The man nods, and squats down again.
“Buy something” is all he mutters.
“Good,” says Nils, straightening up without looking the man in the eyes. “Perhaps we can be friends.”
Five weeks later in Jamaicatown, which is the name of Puerto Limón’s English quarter:
Tican Hotel it says on the sign, but it’s hardly a hotel, and the lobby is just a cracked piece of wood balanced on a couple of table legs, and a register spotted with mold. A staircase on the outside of the building leads up to a few small guest rooms on the second floor. Nils can hear English being spoken loudly in a building on the opposite side of the street.

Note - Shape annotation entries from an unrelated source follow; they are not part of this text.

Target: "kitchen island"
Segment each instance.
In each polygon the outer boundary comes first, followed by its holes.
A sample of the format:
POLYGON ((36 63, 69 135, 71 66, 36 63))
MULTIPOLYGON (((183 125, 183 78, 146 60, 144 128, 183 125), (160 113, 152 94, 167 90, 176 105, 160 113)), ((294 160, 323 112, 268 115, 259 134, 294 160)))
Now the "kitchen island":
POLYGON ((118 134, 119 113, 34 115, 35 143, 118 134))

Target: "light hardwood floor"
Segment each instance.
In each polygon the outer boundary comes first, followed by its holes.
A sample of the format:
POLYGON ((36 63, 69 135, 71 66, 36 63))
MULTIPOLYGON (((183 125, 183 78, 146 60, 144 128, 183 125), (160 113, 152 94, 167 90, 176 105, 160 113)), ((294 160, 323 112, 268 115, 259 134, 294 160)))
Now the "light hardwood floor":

He goes silently up the steps, past a fat, shiny cockroach on its way down the wall. He reaches the narrow veranda on the second floor, and knocks on the second door in a row of four.
“Yes, sir!” calls a voice from inside, and Nils opens the door.
For the third time he sees the Swede who says he has come to help him get home.
The Swede is sitting on the only bed in the stifling hotel room, amid a heap of tangled sheets and brown-speckled pillows, his upper body bare and gleaming with sweat. He has a glass in his hand. A small fan is humming away on the bureau next to the bed.